/ tbc

Apparently not a great delegator, Gareth Edwards not only wrote and directed this, his feature debut, he is also cinematographer and effects creator to boot. And an impressive debut it is too. A great looking Sci-Fi movie that is more than the sum of its parts.

When a NASA expedition crash lands in the Mexican dessert, it precipitates a national disaster as it spills its contraband cargo of alien eggs.  Fast forward 6 years and the area, now known as ‘The Infected Zone’ is overrun with angry alien monsters who appear to be breeding. Enter photographer Andrew (Scoot McNairy) and his boss’s daughter Samantha (Whitney Able). Andrew is charged with getting Samantha safely back to the US, to resume her ‘perfect life’. The film is as much about their developing relationship as it is about aliens, as they discover that a shared experience can create an incredible bond of intimacy. Like all good Sci-Fi movies, Monsters can be read on many levels; a love story, a treatise on imperialism, slavery, immigration, war. There is a strong feeling of human culpability- we brought the creatures here, they didn’t invade us.

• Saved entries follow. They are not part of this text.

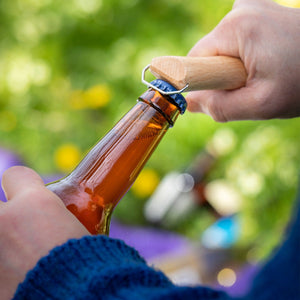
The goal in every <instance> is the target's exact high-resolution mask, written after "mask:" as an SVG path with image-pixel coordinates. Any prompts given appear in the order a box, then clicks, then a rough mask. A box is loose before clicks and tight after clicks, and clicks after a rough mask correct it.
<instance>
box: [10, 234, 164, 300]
mask: <svg viewBox="0 0 300 300" xmlns="http://www.w3.org/2000/svg"><path fill="white" fill-rule="evenodd" d="M133 266H134V268H135V269H136V268H140V269H143V268H147V266H146V263H145V261H144V259H143V258H141V257H140V256H139V254H138V252H137V251H136V250H134V249H133V248H130V247H129V246H127V245H126V244H125V243H124V242H122V241H120V240H116V239H110V238H108V237H106V236H86V237H84V238H82V239H79V240H75V239H72V240H69V241H68V242H67V243H65V244H64V245H62V246H59V247H56V248H54V249H53V250H52V251H51V252H50V253H49V255H48V256H45V257H43V258H42V259H41V260H40V261H39V262H38V264H37V265H36V266H35V268H34V269H33V270H31V271H30V272H28V274H27V276H26V279H25V281H24V282H23V283H21V284H20V285H19V287H18V289H17V291H16V294H15V297H14V299H39V300H40V299H73V297H74V299H75V298H76V299H84V295H86V294H88V295H89V296H90V294H91V293H93V291H95V293H96V294H97V295H95V298H94V299H98V297H99V290H101V289H102V290H103V288H105V285H106V286H109V287H110V288H113V287H114V286H115V285H117V284H123V282H124V278H122V279H120V278H118V275H120V273H122V270H123V273H124V269H126V270H130V269H132V268H133ZM119 272H120V273H119ZM126 272H127V273H128V271H126ZM126 272H125V273H126ZM119 277H120V276H119ZM162 277H163V278H162V279H161V280H162V281H164V280H165V281H166V282H168V280H167V278H166V277H164V276H162ZM120 281H121V283H120ZM96 284H97V286H95V287H94V285H96ZM101 285H102V286H103V287H102V288H101ZM116 288H117V287H116ZM80 295H82V296H83V298H80Z"/></svg>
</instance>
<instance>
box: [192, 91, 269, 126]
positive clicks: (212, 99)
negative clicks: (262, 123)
mask: <svg viewBox="0 0 300 300" xmlns="http://www.w3.org/2000/svg"><path fill="white" fill-rule="evenodd" d="M186 98H187V102H188V109H189V110H190V111H193V112H203V113H205V114H207V115H209V116H211V117H212V118H213V119H214V120H215V121H217V122H227V121H235V120H256V119H263V115H264V111H263V105H261V104H262V102H263V98H264V96H263V95H261V97H260V95H259V93H258V92H255V90H254V89H253V88H249V87H245V88H241V89H238V90H234V91H197V92H192V93H189V94H188V95H187V97H186Z"/></svg>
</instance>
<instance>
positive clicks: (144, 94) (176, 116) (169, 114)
mask: <svg viewBox="0 0 300 300" xmlns="http://www.w3.org/2000/svg"><path fill="white" fill-rule="evenodd" d="M138 100H140V101H143V102H145V103H147V104H148V105H150V106H152V107H153V108H155V109H156V110H157V111H158V112H159V113H160V114H161V115H162V116H163V117H164V118H165V119H166V120H167V121H168V123H169V124H170V127H173V125H174V122H175V121H176V119H177V117H178V115H179V114H180V111H179V109H178V107H177V106H176V105H175V104H174V103H173V101H172V99H171V98H169V97H168V96H163V95H161V94H160V93H159V92H158V91H155V90H152V89H150V90H148V91H146V92H145V93H144V94H142V95H141V96H140V97H139V99H138Z"/></svg>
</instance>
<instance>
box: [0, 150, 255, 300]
mask: <svg viewBox="0 0 300 300" xmlns="http://www.w3.org/2000/svg"><path fill="white" fill-rule="evenodd" d="M16 165H24V163H23V162H22V159H21V158H20V157H19V156H18V155H17V154H16V153H14V152H13V151H10V150H7V149H3V148H0V176H1V177H2V175H3V173H4V171H5V170H7V169H8V168H10V167H12V166H16ZM63 176H64V175H63V174H53V175H45V176H42V178H43V180H44V182H45V184H46V183H49V182H52V181H55V180H58V179H60V178H62V177H63ZM0 200H2V201H6V198H5V194H4V192H3V189H2V187H0ZM227 223H228V222H227ZM227 223H226V224H227ZM220 224H221V223H220V222H219V223H218V222H216V224H214V225H213V226H212V228H215V227H218V226H219V227H220ZM222 224H223V223H222ZM230 224H231V223H230ZM234 224H235V225H236V223H234ZM227 225H228V224H227ZM219 227H218V228H219ZM221 227H222V226H221ZM210 229H211V228H210ZM222 229H223V230H224V231H226V235H224V236H226V240H224V241H227V242H226V243H225V244H226V245H227V247H225V248H224V247H223V246H224V245H225V244H224V245H223V244H222V243H221V244H218V246H219V247H221V249H222V248H224V249H225V250H226V248H228V246H233V245H232V244H234V242H235V240H236V236H235V233H234V232H235V231H233V230H231V229H232V226H225V227H224V226H223V227H222ZM202 235H203V233H202ZM200 236H201V234H200V233H199V241H198V244H199V245H200V244H203V241H202V243H201V242H200V241H201V238H200ZM208 236H209V237H208V238H209V240H211V239H212V238H213V235H212V234H211V232H210V234H209V235H208ZM110 237H112V238H117V239H121V240H123V241H124V242H125V243H126V244H128V245H129V246H131V247H133V248H135V249H136V250H138V252H139V253H140V255H141V256H142V257H144V258H145V259H146V261H148V262H150V263H151V262H153V261H155V260H156V259H157V258H163V264H164V265H168V264H169V263H170V262H169V261H168V259H169V258H170V257H175V258H176V259H175V262H177V261H180V260H183V261H185V259H186V257H188V256H189V255H190V253H191V252H190V249H191V248H192V247H193V246H194V245H192V242H191V241H190V240H189V239H188V238H186V237H184V236H181V235H179V234H176V233H174V232H169V231H167V230H162V229H160V228H152V227H139V226H130V225H125V224H122V223H120V222H119V221H117V220H115V219H113V220H112V222H111V229H110ZM222 241H223V240H222ZM228 241H230V243H228ZM219 242H220V241H219ZM204 244H205V243H204ZM215 244H216V243H214V245H215ZM226 245H225V246H226ZM195 249H196V251H197V254H196V257H198V258H197V260H199V265H202V266H203V265H206V268H205V270H203V269H201V268H198V267H199V266H197V265H198V262H196V263H195V264H192V266H190V268H195V269H196V272H199V273H202V274H207V273H209V271H210V270H211V269H214V268H215V267H216V264H218V261H219V260H220V258H222V257H221V256H222V251H220V253H219V254H218V255H217V256H216V255H215V254H213V249H207V250H208V251H209V253H211V254H213V256H214V259H213V261H211V260H210V259H208V257H209V256H212V255H208V256H207V255H206V256H205V258H203V255H201V250H200V249H201V247H199V249H198V247H196V248H195ZM217 252H218V251H217ZM202 254H203V253H202ZM223 254H224V253H223ZM201 256H202V258H201ZM227 259H228V257H227ZM172 263H173V264H174V261H173V262H172ZM156 267H158V268H160V265H158V266H156ZM184 267H185V268H186V267H187V266H186V265H185V266H184ZM181 268H182V265H181ZM175 271H176V272H177V271H178V272H180V271H181V270H180V269H179V270H177V269H176V268H175ZM257 271H258V267H257V266H252V265H246V266H245V267H242V268H239V271H238V272H237V274H236V275H237V280H236V282H235V284H234V285H232V286H231V287H229V288H228V287H227V288H225V287H222V286H219V285H216V284H214V283H212V286H214V287H216V288H218V289H224V290H225V291H226V292H227V293H229V294H230V295H232V296H240V295H242V294H244V293H246V292H247V290H248V289H249V287H250V286H251V282H252V279H253V277H254V276H255V274H256V273H257ZM166 274H167V275H168V276H171V275H172V274H170V273H168V272H167V273H166ZM204 276H205V275H204ZM199 278H200V279H201V276H200V277H199ZM214 282H215V280H214ZM184 283H185V284H186V283H188V281H187V282H184ZM179 284H180V282H179ZM197 284H201V281H199V282H197Z"/></svg>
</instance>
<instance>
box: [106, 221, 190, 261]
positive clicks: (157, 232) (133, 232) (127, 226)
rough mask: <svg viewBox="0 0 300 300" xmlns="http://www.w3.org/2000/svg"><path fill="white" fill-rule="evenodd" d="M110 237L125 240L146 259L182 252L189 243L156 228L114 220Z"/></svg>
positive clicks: (181, 236) (111, 230)
mask: <svg viewBox="0 0 300 300" xmlns="http://www.w3.org/2000/svg"><path fill="white" fill-rule="evenodd" d="M110 237H112V238H118V239H121V240H123V241H124V242H125V243H126V244H128V245H129V246H131V247H133V248H135V249H136V250H138V251H139V253H140V254H141V256H143V257H144V258H145V259H146V260H148V259H152V258H154V257H157V256H163V255H165V254H167V253H174V252H182V251H183V250H184V249H185V248H186V247H188V245H189V241H188V240H187V239H185V238H184V237H182V236H180V235H177V234H175V233H171V232H168V231H164V230H161V229H155V228H143V227H134V226H129V225H124V224H121V223H119V222H118V221H116V220H112V222H111V227H110Z"/></svg>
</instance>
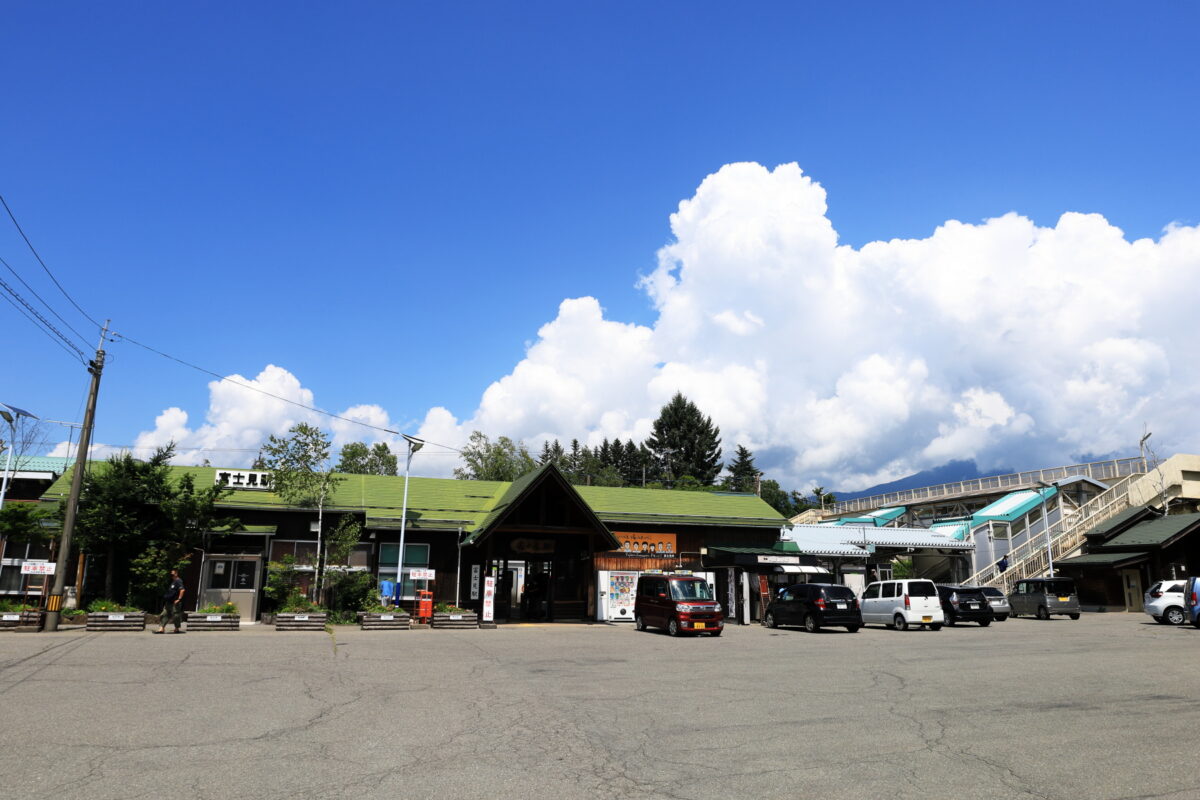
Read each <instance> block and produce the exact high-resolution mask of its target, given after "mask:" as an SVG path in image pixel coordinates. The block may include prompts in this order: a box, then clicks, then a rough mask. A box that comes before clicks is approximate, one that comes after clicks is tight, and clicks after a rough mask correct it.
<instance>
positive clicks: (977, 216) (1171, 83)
mask: <svg viewBox="0 0 1200 800" xmlns="http://www.w3.org/2000/svg"><path fill="white" fill-rule="evenodd" d="M827 6H828V7H827ZM5 11H6V14H5V16H6V22H5V25H4V26H2V30H0V59H2V64H4V67H5V73H6V74H7V76H8V80H7V82H6V89H5V92H4V95H2V100H0V103H2V109H4V119H5V120H6V122H7V124H6V125H4V126H2V127H0V145H2V151H4V154H5V160H4V164H5V167H4V170H2V178H0V193H2V194H4V197H5V198H6V199H7V200H8V203H10V205H11V206H12V207H13V210H14V211H16V213H17V215H18V218H19V219H20V222H22V224H23V225H24V228H25V231H26V233H28V234H29V235H30V237H31V239H32V241H34V242H35V245H36V246H37V247H38V249H40V251H41V253H42V255H43V257H44V259H46V261H47V263H48V264H49V265H50V267H52V269H53V270H54V272H55V275H56V276H58V277H59V279H60V281H62V283H64V284H65V285H66V287H67V289H68V290H70V291H71V293H72V294H73V295H74V297H76V299H77V300H78V301H79V302H80V305H82V306H83V307H84V308H85V309H88V311H89V313H91V314H92V315H94V317H97V318H112V319H113V326H114V329H115V330H118V331H121V332H125V333H127V335H128V336H131V337H133V338H137V339H139V341H143V342H145V343H148V344H152V345H154V347H156V348H158V349H162V350H164V351H168V353H170V354H173V355H176V356H179V357H182V359H186V360H188V361H192V362H196V363H199V365H203V366H205V367H209V368H211V369H215V371H217V372H221V373H222V374H233V373H238V374H241V375H246V377H248V378H252V377H254V375H257V374H258V373H259V372H260V371H262V369H263V368H264V367H265V366H266V365H269V363H274V365H277V366H281V367H283V368H286V369H287V371H289V372H290V373H292V374H293V375H295V377H296V378H298V379H299V381H300V383H301V384H302V385H304V386H305V387H306V389H310V390H312V391H313V393H314V402H316V403H317V404H319V405H320V407H323V408H328V409H332V410H342V409H347V408H349V407H352V405H355V404H377V405H379V407H382V408H383V409H386V413H388V415H389V420H390V423H391V425H398V426H403V427H404V429H406V431H418V429H420V428H421V427H422V425H425V423H427V422H428V420H427V414H428V409H431V408H434V407H443V408H445V409H448V410H449V411H450V413H451V414H452V415H454V416H455V417H456V421H457V422H460V423H466V422H468V421H470V420H473V419H474V420H475V421H479V420H481V419H482V417H480V416H478V415H475V411H476V408H478V407H479V405H480V398H481V395H482V393H484V391H485V390H486V389H487V387H488V385H491V384H492V383H493V381H497V380H499V379H502V378H503V377H504V375H506V374H509V373H511V372H512V371H514V368H515V366H516V365H517V363H518V362H522V360H523V359H524V357H526V354H527V347H529V345H530V343H534V342H535V341H536V339H538V336H539V329H541V326H544V325H546V324H547V323H548V321H550V320H552V319H556V314H558V313H559V303H560V302H562V301H563V300H565V299H574V297H584V296H590V297H595V300H596V301H598V302H599V306H601V307H602V308H604V314H605V319H607V320H616V321H619V323H623V324H630V325H640V326H649V327H653V326H655V325H656V324H658V321H659V318H660V312H661V308H660V307H659V306H656V305H655V302H653V299H652V297H650V296H648V294H647V291H646V290H644V289H642V288H638V285H637V282H638V278H640V276H644V275H649V273H652V272H654V270H655V267H656V265H658V260H656V252H658V251H659V248H660V247H664V246H665V245H668V243H670V242H672V241H673V240H674V239H676V237H677V231H673V230H672V227H671V222H670V219H668V217H670V215H671V213H672V212H674V211H676V210H677V209H678V206H679V203H680V201H682V200H685V199H688V198H691V197H692V196H694V194H695V193H696V191H697V187H698V186H700V185H701V182H702V181H703V180H704V179H706V176H708V175H710V174H713V173H716V172H718V170H719V169H720V168H721V167H722V166H725V164H728V163H734V162H757V163H761V164H763V166H764V167H767V168H768V169H773V168H775V167H776V166H778V164H786V163H790V162H796V163H797V164H798V166H799V168H800V169H802V170H803V172H804V174H805V175H808V176H810V178H811V179H812V180H815V181H817V182H820V185H821V186H822V187H823V188H824V190H826V192H827V201H828V211H827V217H828V219H829V222H830V223H832V225H833V228H834V229H835V230H836V235H838V241H839V242H841V243H844V245H850V246H852V247H854V248H860V247H863V246H864V245H866V243H869V242H872V241H887V240H890V239H895V237H901V239H924V237H929V236H930V235H931V234H934V231H935V229H936V228H937V227H938V225H941V224H942V223H943V222H946V221H947V219H960V221H962V222H966V223H979V222H982V221H984V219H988V218H992V217H998V216H1001V215H1003V213H1006V212H1009V211H1016V212H1018V213H1020V215H1022V216H1024V217H1027V218H1028V219H1031V221H1032V222H1033V223H1036V224H1037V225H1038V227H1054V225H1055V224H1056V223H1057V222H1058V218H1060V216H1061V215H1062V213H1064V212H1068V211H1074V212H1094V213H1099V215H1103V217H1104V218H1105V219H1106V221H1108V222H1109V223H1110V224H1111V225H1114V227H1116V228H1120V229H1121V230H1123V231H1124V234H1126V236H1127V239H1129V240H1133V239H1136V237H1146V236H1148V237H1158V236H1159V235H1160V233H1162V230H1163V228H1164V225H1166V224H1169V223H1172V222H1177V223H1181V224H1183V225H1195V224H1196V223H1198V222H1200V204H1198V199H1200V198H1198V193H1196V186H1198V185H1200V184H1198V176H1200V169H1198V167H1200V155H1198V152H1196V148H1195V142H1196V133H1198V131H1196V127H1198V125H1196V122H1198V110H1196V109H1198V102H1196V100H1198V98H1196V86H1198V85H1200V82H1198V74H1196V73H1198V67H1196V59H1195V53H1194V43H1195V35H1194V31H1195V30H1196V23H1198V22H1200V20H1198V17H1200V13H1198V12H1196V10H1195V7H1194V6H1189V5H1183V4H1178V5H1160V6H1152V7H1147V6H1142V5H1133V4H1118V5H1117V4H1097V2H1088V4H1082V2H1080V4H1052V5H1046V4H1031V2H1024V4H1006V5H992V6H988V7H984V6H980V5H977V4H949V2H946V4H924V5H922V6H913V5H907V4H906V5H898V4H853V5H848V6H844V5H841V4H838V6H836V7H834V4H822V5H817V4H811V5H800V4H778V5H775V4H769V5H768V4H763V5H757V6H754V7H751V8H745V7H734V6H730V5H728V4H715V2H700V4H696V2H688V4H682V2H680V4H654V5H653V6H650V7H646V6H643V5H642V4H568V5H564V4H521V5H500V4H454V5H449V4H396V2H358V4H350V5H343V4H312V2H299V4H298V2H287V4H282V2H280V4H264V2H247V4H216V2H197V4H187V5H176V4H173V5H162V4H148V2H143V4H122V5H119V6H114V5H110V4H84V2H77V4H53V5H48V4H36V2H13V4H8V5H7V6H6V8H5ZM0 255H2V257H4V258H5V259H6V260H7V261H8V263H10V264H11V265H12V266H13V267H16V269H17V271H18V272H20V275H22V277H24V278H25V279H26V281H29V282H30V283H31V284H34V285H35V288H37V290H38V294H41V295H42V296H43V297H46V299H47V300H49V301H50V302H52V305H53V306H55V308H56V309H58V311H59V312H60V313H62V314H64V317H67V318H68V319H70V320H71V321H72V324H73V325H74V326H76V327H77V329H78V330H79V331H80V332H83V333H85V335H86V339H88V344H89V347H95V341H94V339H95V333H94V331H91V330H88V329H86V323H84V321H83V320H82V319H80V318H79V317H78V314H76V315H68V313H67V311H68V306H67V303H66V301H65V300H64V299H62V297H61V296H60V295H56V294H54V291H53V289H52V288H49V285H48V283H47V282H46V281H44V279H43V278H44V276H42V275H41V271H40V267H38V266H37V264H36V261H34V260H32V257H31V255H30V254H29V252H28V251H26V249H25V248H24V243H23V242H22V241H20V240H19V237H18V236H17V235H16V233H14V231H13V230H12V228H11V225H0ZM1188 263H1190V261H1188ZM4 275H5V276H8V275H10V273H7V271H5V272H4ZM847 311H851V312H854V313H862V312H860V311H856V309H847ZM1139 313H1141V312H1139ZM0 319H2V320H4V324H5V330H6V331H8V333H10V336H8V341H10V347H7V348H5V353H4V355H2V356H0V357H2V359H4V361H2V363H4V366H5V374H6V375H8V379H7V380H6V381H5V389H4V397H2V398H0V399H4V401H5V402H11V403H13V404H17V405H22V407H24V408H29V409H30V410H35V411H37V413H40V414H42V415H43V416H47V417H52V419H60V420H61V419H79V416H80V415H82V398H83V393H84V390H85V384H86V374H85V373H84V371H83V369H82V368H80V367H79V365H78V363H77V362H73V361H72V360H71V359H70V357H68V356H67V355H66V354H64V353H62V351H61V350H60V349H59V348H56V347H55V345H54V344H52V343H50V342H49V341H47V338H46V337H43V336H42V335H41V333H38V332H37V331H36V330H35V329H34V326H32V325H30V324H29V323H28V321H25V320H24V319H22V318H19V317H18V315H17V313H16V311H13V309H12V308H11V307H10V306H8V305H4V306H0ZM1138 338H1154V337H1138ZM697 347H698V342H697ZM810 348H822V349H829V348H836V342H821V341H809V342H804V343H799V345H798V348H797V353H798V354H799V353H803V351H805V350H809V349H810ZM870 349H871V348H866V349H864V350H860V351H858V350H856V351H854V353H847V354H845V355H846V359H845V360H846V361H851V360H856V359H860V357H865V356H868V355H870V353H869V350H870ZM109 351H110V353H112V355H113V361H112V363H110V365H109V368H108V371H107V372H106V375H104V384H103V387H102V399H101V409H100V416H98V419H97V433H96V439H97V441H102V443H108V444H114V445H119V444H132V443H133V441H134V440H136V439H137V437H138V434H139V433H142V432H146V431H150V429H152V428H154V420H155V416H156V415H158V414H160V413H161V411H162V410H163V409H167V408H169V407H179V408H182V409H185V410H186V411H187V413H188V416H190V422H188V425H190V426H192V427H194V426H197V425H199V423H200V422H202V421H203V419H204V415H205V413H206V409H208V408H209V403H210V395H209V389H208V380H206V378H205V377H204V375H202V374H199V373H196V372H192V371H190V369H186V368H184V367H180V366H178V365H175V363H172V362H168V361H166V360H163V359H160V357H158V356H154V355H151V354H148V353H145V351H142V350H138V349H137V348H133V347H132V345H128V344H125V343H114V344H112V345H110V347H109ZM1182 355H1183V354H1176V353H1172V351H1168V354H1166V357H1168V361H1171V362H1176V361H1182ZM661 361H670V359H666V357H664V359H661ZM775 368H776V371H778V369H782V368H784V367H782V365H776V367H775ZM793 368H794V369H797V371H803V369H804V368H805V363H804V359H803V357H800V356H799V355H798V356H797V361H796V363H794V367H793ZM976 372H983V373H985V372H986V371H985V369H982V371H980V369H977V371H976ZM932 373H935V375H936V373H937V369H936V367H935V368H934V369H932ZM1156 374H1157V373H1156ZM1178 374H1180V373H1178V368H1176V369H1175V371H1171V375H1172V377H1174V378H1172V380H1177V379H1178ZM1004 380H1007V379H1002V378H996V379H995V381H994V380H992V379H991V378H989V377H988V375H984V377H983V378H980V379H979V385H980V386H982V387H983V389H986V390H996V391H1001V392H1002V393H1004V397H1012V396H1013V392H1012V391H1008V392H1004V391H1003V390H1002V389H997V387H998V386H1001V384H1003V383H1004ZM1163 380H1164V381H1166V379H1163ZM970 383H971V381H966V383H965V384H961V385H958V384H956V385H955V386H954V387H953V390H954V391H960V390H961V391H966V390H967V389H971V386H968V385H967V384H970ZM994 384H995V385H994ZM827 389H828V391H821V390H815V391H816V395H817V396H818V398H820V397H821V396H824V395H829V393H830V392H833V391H834V390H833V389H832V387H827ZM1147 393H1153V392H1152V391H1151V392H1147ZM1130 402H1133V401H1130ZM1008 404H1009V405H1010V407H1013V408H1014V409H1015V413H1016V414H1018V415H1019V414H1020V413H1022V410H1025V409H1022V408H1021V407H1019V405H1014V404H1013V402H1012V399H1009V401H1008ZM950 405H953V403H949V405H947V408H950ZM601 413H602V409H600V410H598V413H596V415H595V422H594V425H589V423H587V422H584V427H588V428H589V429H590V431H601V429H605V428H602V426H601V425H600V422H599V416H600V414H601ZM646 413H647V411H646V410H644V409H635V410H631V411H630V415H631V419H632V417H634V416H638V415H640V414H641V415H642V416H644V414H646ZM1028 413H1030V414H1031V415H1032V416H1033V417H1034V419H1036V420H1039V419H1040V417H1038V415H1037V414H1033V410H1032V409H1030V410H1028ZM947 414H949V411H947ZM473 415H475V416H474V417H473ZM913 419H916V417H913ZM1014 419H1015V417H1014ZM422 421H424V422H422ZM718 421H719V422H720V420H718ZM910 421H911V420H910ZM522 425H523V423H522ZM739 425H740V423H738V425H734V426H732V427H731V426H730V425H728V423H727V425H726V429H727V431H732V429H733V427H738V426H739ZM780 425H782V422H780ZM516 427H517V428H521V426H520V425H518V426H516ZM626 428H628V429H630V431H636V429H637V426H636V425H635V423H634V422H630V423H629V425H628V426H626ZM436 429H438V428H437V427H436V426H434V427H428V426H426V427H425V431H426V433H430V432H431V431H436ZM613 429H616V428H613ZM739 429H740V428H739ZM1037 429H1038V431H1042V432H1043V433H1044V434H1046V435H1057V434H1056V433H1055V432H1051V431H1048V429H1045V428H1044V427H1038V428H1037ZM443 431H445V429H444V428H443ZM544 432H553V433H556V434H560V435H570V434H569V432H566V431H559V429H557V428H556V427H554V426H553V425H551V423H545V425H539V423H530V425H527V426H526V427H523V428H521V429H518V431H511V432H510V433H512V434H514V435H522V437H528V435H533V434H536V433H544ZM490 433H492V434H500V433H506V431H504V429H493V431H490ZM587 433H588V431H581V432H580V435H581V438H582V435H583V434H587ZM446 435H450V434H449V433H446ZM746 435H751V434H749V433H748V434H746ZM1028 438H1030V434H1028V431H1025V432H1024V433H1021V441H1022V443H1025V444H1021V445H1020V446H1016V445H1012V446H1004V447H1000V449H998V450H996V452H992V456H991V457H992V458H995V459H997V463H998V462H1004V463H1015V465H1016V467H1026V465H1028V464H1025V463H1021V461H1022V458H1021V457H1022V455H1024V456H1027V457H1028V458H1034V457H1039V458H1040V457H1045V458H1054V457H1056V456H1061V457H1068V456H1074V455H1081V453H1085V452H1099V451H1102V450H1104V447H1105V444H1104V443H1088V441H1082V440H1078V441H1076V440H1073V441H1070V443H1066V444H1062V446H1060V447H1058V449H1057V450H1054V449H1049V450H1039V449H1038V447H1034V446H1032V445H1028ZM751 439H752V440H754V443H755V444H756V446H757V447H758V449H760V450H770V449H773V447H775V446H776V443H775V441H774V440H773V439H772V438H770V435H768V433H767V432H762V431H760V432H758V433H755V434H754V435H751ZM451 444H455V443H451ZM1177 444H1180V445H1182V444H1183V440H1182V439H1178V440H1177ZM780 446H782V451H784V453H782V455H780V456H779V458H778V464H779V469H780V470H781V473H782V474H786V475H788V476H790V477H792V479H793V480H796V481H800V480H808V479H809V477H816V476H818V475H821V476H833V477H841V479H844V480H851V482H853V481H856V480H859V481H860V480H866V477H865V476H866V475H872V476H877V477H881V479H882V477H888V476H889V475H890V474H892V473H895V471H896V470H901V469H907V468H913V469H916V468H920V467H925V465H929V464H926V463H925V462H923V461H920V459H919V458H911V457H910V458H907V459H904V458H900V461H898V458H899V457H898V456H896V453H892V452H878V453H875V455H874V456H871V457H870V458H875V459H876V462H878V463H875V464H874V467H872V464H871V463H868V461H869V458H868V461H864V462H862V463H858V464H857V465H856V467H853V469H850V468H847V469H835V468H833V467H829V465H821V464H818V463H816V462H805V463H799V462H796V461H794V456H796V453H797V452H798V451H803V450H804V445H803V443H799V444H797V443H788V444H787V445H780ZM1006 447H1007V449H1006ZM1118 449H1121V447H1118ZM950 455H955V453H950ZM956 455H965V456H972V457H973V456H979V453H978V452H970V453H964V452H959V453H956ZM864 458H865V457H864ZM221 459H223V458H221ZM214 461H217V458H215V459H214ZM802 461H803V459H802ZM926 461H928V459H926ZM884 463H887V464H892V467H889V468H888V469H883V467H884ZM1034 465H1036V464H1034ZM875 468H878V469H876V471H878V470H882V471H880V473H878V475H875V473H874V471H872V469H875ZM822 470H824V471H822Z"/></svg>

And our efforts to contain them involve the incidental bombing and gassing of Mexican civilians. The theme of profiteering from misery is also strong. Samantha asks Andrew about photographing the carnage, ‘don’t you feel bad, that you need something bad to happen to profit from it?’ ‘What?’ he replies, ‘Like a doctor?’ but the humour belies a serious point, reiterated when we watch them get ripped off by the ferry official, happy to make a buck from the desperation of others. So men are monsters too.

When we finally get up close and personal with the aliens, Andrew doesn’t reach for his camera, he watches with the blinkers off, and is finally able to see into the heart of things, and into his own heart. Monsters is one of those rare things, a low budget movie that stands head and shoulders above most of its more expensive counterparts.